L'installation a été livrée le 30 mars 2012.
La SAS Next Génération France a été placée en liquidation judiciaire par jugement du tribunal de commerce de Paris du 25 juin 2013 et la SCP BTSG² a été désignée en qualité de mandataire liquidateur.
Se plaignant d'un manque de rentabilité de l'installation et de violations des dispositions du code de la consommation, M [S] [W] et Mme [D] [I] ont fait assigner, par actes des 8 et 11 avril 2022, le liquidateur de la SAS Next Génération France et la SA BNP Paribas Personal Finance, venue aux droits de la SAS Sygma banque, devant le juge des contentieux de la protection du tribunal judiciaire de Blois pour voir prononcer la nullité des contrats et voir indemniser leurs préjudices.

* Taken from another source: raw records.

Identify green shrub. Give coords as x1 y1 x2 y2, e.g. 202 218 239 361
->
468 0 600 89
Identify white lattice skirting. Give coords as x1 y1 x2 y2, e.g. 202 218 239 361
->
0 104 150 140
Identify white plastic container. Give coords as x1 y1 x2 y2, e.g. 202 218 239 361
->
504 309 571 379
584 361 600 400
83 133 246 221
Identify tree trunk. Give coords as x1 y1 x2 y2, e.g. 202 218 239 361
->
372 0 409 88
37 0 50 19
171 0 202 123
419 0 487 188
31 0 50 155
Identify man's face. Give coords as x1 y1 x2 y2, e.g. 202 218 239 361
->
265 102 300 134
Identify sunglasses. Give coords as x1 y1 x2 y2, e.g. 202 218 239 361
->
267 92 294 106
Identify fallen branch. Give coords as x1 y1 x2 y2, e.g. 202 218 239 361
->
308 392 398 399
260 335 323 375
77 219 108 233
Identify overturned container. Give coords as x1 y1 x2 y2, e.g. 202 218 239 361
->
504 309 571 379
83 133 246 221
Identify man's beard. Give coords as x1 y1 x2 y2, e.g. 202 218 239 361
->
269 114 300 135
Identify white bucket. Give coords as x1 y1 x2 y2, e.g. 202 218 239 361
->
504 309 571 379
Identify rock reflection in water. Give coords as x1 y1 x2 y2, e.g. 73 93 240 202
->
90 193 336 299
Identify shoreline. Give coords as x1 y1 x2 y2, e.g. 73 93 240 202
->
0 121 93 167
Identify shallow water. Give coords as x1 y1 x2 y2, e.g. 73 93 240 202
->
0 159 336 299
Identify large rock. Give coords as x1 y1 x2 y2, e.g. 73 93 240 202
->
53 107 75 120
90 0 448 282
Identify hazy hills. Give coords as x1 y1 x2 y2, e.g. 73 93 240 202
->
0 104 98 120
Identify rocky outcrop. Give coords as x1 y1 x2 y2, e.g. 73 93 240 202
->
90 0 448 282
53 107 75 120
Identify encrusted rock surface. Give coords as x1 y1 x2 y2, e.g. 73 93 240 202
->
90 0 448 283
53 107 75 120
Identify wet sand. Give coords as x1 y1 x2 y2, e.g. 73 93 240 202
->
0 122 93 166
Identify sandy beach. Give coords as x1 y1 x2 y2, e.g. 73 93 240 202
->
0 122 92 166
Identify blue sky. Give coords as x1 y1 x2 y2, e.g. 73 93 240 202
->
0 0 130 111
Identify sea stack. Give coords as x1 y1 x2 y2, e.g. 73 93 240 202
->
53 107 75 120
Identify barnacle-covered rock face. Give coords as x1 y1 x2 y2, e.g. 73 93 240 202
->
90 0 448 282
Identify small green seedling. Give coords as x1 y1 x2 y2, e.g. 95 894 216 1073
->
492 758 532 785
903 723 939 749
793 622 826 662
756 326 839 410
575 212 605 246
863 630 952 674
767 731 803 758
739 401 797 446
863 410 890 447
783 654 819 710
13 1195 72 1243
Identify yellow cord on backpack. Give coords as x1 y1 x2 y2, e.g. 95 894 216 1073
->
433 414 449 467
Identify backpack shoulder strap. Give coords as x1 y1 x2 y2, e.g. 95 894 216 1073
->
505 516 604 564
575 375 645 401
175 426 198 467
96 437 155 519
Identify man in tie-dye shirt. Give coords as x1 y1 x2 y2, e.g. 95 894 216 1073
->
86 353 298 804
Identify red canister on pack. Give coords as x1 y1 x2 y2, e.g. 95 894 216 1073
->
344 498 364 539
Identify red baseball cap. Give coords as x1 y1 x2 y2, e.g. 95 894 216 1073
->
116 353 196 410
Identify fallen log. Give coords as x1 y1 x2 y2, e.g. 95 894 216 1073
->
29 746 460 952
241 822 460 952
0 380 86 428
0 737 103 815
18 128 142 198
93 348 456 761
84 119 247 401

M [S] [W] est décédé le 30 décembre 2022 et Mme [D] [I], Mme [G] [W] et Mme [E] [W] sont intervenues à l'instance en leurs qualités d'ayants droit.
Par jugement réputé contradictoire du 17 juin 2024, le juge des contentieux de la protection du tribunal judiciaire de Blois a :
- déclaré recevable l'intervention volontaire de Mme [G] [W] et de Mme [E] [W],
- déclaré irrecevables pour cause de prescription l'ensemble des demandes de Mme [D] [I], de Mme [G] [W] et de Mme [E] [W] fondées sur la nullité des contrats conclus le 1er juillet 2011,
- débouté les parties de leurs autres demandes,
- condamné conjointement Mme [D] [I], Mme [G] [W] et Mme [E] [W] à payer à la SA BNP PARIBAS Personal Finance, venant aux droits de la SA Sygma banque, la somme de 1 000 euros au titre des dispositions de l'article 700 du code de procédure civile,
- condamné conjointement Mme [D] [I], Mme [G] [W] et Mme [E] [W] aux entiers dépens,
- dit n'y avoir lieu à l'exécution provisoire de plein droit de la présente décision.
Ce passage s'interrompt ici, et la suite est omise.